No one knows for sure exactly what ChatGPT — the most famous product of artificial intelligence — and similar tools were trained on. But millions of academic papers scraped from the web are among the reams of data that have been fed into large language models (LLMs) that generate text, and similar algorithms that make images (see Nature 632, 715–716; 2024). Should the creators of such training data get credit — and if so, how? There is an urgent need for more clarity around the boundaries of acceptable use.
Few LLMs — even those described as ‘open’ — have developers who are upfront about exactly which data were used for training. But information-rich, long-form text, a category that includes many scientific papers, is particularly valuable. According to an investigation by The Washington Post and the Allen Institute for Artificial Intelligence in Seattle, Washington, material from the open-access journal families PLOS and Frontiers features prominently in a data set called C4, which has been used to train LLMs such as Llama, made by the technology giant Meta. It is also widely suspected that, just as copyrighted books have been used to train LLMs, so have non-open-access research papers.
Science and the new age of AI: a Nature special
One fundamental question concerns what is allowed under current laws. The World Intellectual Property Organization (WIPO), based in Geneva, Switzerland, says that it is unclear whether collecting data or using them to create LLM outputs is considered copyright infringement, or whether these activities fall under one of several exemptions, which differ by jurisdiction. Some publishers are seeking clarity in the courts: in an ongoing case, The New York Times has alleged that the tech firms Microsoft and OpenAI — the company that developed ChatGPT — copied its articles to train their LLMs. To avoid the risk of litigation, more AI firms are now, as recommended by WIPO, purchasing licences from copyright holders for training data. Content owners are also using code on their websites that tells tools scraping data for LLMs whether they are allowed to do so.
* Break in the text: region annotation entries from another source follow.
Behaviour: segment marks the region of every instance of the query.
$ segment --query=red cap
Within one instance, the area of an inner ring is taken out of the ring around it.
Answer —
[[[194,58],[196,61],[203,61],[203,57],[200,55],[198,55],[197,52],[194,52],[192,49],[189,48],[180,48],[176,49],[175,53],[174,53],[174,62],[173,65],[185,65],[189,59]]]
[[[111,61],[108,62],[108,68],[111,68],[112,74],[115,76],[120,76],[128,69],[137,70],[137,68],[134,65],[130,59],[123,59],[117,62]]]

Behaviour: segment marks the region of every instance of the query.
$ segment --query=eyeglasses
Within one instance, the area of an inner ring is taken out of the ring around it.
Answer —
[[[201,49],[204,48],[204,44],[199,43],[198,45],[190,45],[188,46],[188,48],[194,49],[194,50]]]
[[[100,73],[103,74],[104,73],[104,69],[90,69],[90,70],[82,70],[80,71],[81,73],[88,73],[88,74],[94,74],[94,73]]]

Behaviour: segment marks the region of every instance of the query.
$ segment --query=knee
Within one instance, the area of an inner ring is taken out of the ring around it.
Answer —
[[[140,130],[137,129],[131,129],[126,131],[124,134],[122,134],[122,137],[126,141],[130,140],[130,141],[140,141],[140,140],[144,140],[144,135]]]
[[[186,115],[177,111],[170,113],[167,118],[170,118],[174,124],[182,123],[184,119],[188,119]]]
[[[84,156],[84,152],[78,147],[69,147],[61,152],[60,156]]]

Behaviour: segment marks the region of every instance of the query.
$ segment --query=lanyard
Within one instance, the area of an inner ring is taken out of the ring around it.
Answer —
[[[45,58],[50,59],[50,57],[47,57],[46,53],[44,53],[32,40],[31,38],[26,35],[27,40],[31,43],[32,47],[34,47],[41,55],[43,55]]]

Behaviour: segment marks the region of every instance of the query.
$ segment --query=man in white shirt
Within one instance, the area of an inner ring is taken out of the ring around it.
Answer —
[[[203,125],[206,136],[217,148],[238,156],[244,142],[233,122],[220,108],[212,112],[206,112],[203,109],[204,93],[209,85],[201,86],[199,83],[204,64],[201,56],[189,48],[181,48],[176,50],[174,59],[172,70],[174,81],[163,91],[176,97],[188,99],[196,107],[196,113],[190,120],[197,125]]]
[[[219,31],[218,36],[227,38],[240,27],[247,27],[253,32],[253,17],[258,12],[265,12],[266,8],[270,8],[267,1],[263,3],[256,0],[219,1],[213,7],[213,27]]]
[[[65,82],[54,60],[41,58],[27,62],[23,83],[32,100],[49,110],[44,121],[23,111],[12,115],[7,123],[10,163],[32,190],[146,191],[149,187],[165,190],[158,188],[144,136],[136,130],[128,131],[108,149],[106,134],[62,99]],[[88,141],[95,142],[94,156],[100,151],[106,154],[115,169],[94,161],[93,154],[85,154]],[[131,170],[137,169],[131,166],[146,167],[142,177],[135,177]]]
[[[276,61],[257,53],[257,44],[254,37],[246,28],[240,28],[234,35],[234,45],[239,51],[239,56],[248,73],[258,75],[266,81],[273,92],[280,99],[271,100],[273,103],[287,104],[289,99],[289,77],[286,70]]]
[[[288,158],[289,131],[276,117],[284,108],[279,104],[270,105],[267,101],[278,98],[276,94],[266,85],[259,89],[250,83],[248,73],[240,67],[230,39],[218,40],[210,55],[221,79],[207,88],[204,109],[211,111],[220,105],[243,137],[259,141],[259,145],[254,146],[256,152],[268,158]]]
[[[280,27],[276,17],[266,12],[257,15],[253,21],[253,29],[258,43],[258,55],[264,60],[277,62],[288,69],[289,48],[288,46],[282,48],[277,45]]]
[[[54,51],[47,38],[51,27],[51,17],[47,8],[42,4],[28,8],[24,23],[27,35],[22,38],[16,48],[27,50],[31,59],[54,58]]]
Things get much fuzzier when material is published under licences that encourage free distribution and reuse, but that can still have certain restrictions. Creative Commons, a non-profit organization in Mountain View, California, that aims to increase sharing of creative works, says that copying material to train an AI should not generally be treated as infringement. But it also acknowledges concerns about the impact of AI on creators, and how to ensure that AI that is trained on ‘the commons’ — the body of freely available material — contributes to the commons in return.
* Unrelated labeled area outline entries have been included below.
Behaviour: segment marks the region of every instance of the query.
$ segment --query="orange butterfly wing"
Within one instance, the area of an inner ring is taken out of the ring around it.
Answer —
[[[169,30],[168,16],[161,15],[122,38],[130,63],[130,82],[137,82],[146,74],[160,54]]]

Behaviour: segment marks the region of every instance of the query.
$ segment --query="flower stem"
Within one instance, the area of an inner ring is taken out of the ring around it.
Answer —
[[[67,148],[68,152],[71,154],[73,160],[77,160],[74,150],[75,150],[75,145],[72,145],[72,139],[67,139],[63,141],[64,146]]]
These broader questions of fairness are particularly pressing for artists, writers and coders, whose livelihoods depend on their creative outputs and whose work risks being replaced by the products of generative AI. But they are also highly relevant for researchers. The move towards open-access publishing explicitly favours the free distribution and reuse of scientific work — and this presumably applies to LLMs, too. Learning from scientific papers can make LLMs better, and some researchers might rejoice if improved AI models could help them to gain new insights.
Credit where it is due
But others are worried about principles such as attribution, the currency by which science operates. Fair attribution is a condition of reuse under CC BY, a commonly used open-access copyright license. In jurisdictions such as the European Union and Japan, there are exemptions to copyright rules that cover factors such as attribution — for text and data mining in research using automated analysis of sources to find patterns, for example. Some scientists see LLM data-scraping for proprietary LLMs as going well beyond what these exemptions were intended to achieve.
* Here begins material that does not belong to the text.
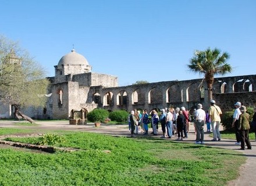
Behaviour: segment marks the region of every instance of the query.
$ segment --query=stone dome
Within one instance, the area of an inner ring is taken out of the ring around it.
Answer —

Has your paper been used to train an AI model? Almost certainly
In any case, attribution is impossible when a large commercial LLM uses millions of sources to generate a given output. But when developers create AI tools for use in science, a method known as retrieval-augmented generation could help. This technique doesn’t apportion credit to the data that trained the LLM, but does allow the model to cite papers that are relevant to its output, says Lucy Lu Wang, an AI researcher at the University of Washington in Seattle.
Giving researchers the ability to opt out of having their work used in LLM training could also ease their worries. Creators have this right under EU law, but it is tough to enforce in practice, says Yaniv Benhamou, who studies digital law and copyright at the University of Geneva. Firms are devising innovative ways to make it easier. Spawning, a start-up company in Minneapolis, Minnesota, has developed tools to allow creators to opt out of data scraping. Some developers are also getting on board: OpenAI’s Media Manager tool, for example, allows creators to specify how their works can be used by machine-learning algorithms.
Greater transparency can also play a part. The EU’s AI Act, which came into force on 1 August, requires developers to publish a summary of the works used to train their AI models. This could bolster creators’ ability to opt out, and might serve as a template for other jurisdictions. But it remains to be seen how this will work in practice.
Meanwhile, research should continue into whether there is a need for more-radical solutions, such as new kinds of licence or changes to copyright law. Generative AI tools are using a data ecosystem built by open-source movements, yet often ignore the accompanying expectations of reciprocity and reasonable use, says Sylvie Delacroix, a digital-law scholar at King’s College London. The tools also risk polluting the Internet with AI-generated content of dubious quality. By failing to redirect users to the human-made sources on which they were built, LLMs could disincentivize original creation. Without putting more power into the hands of creators, the system will come under severe strain. Regulators and companies must act.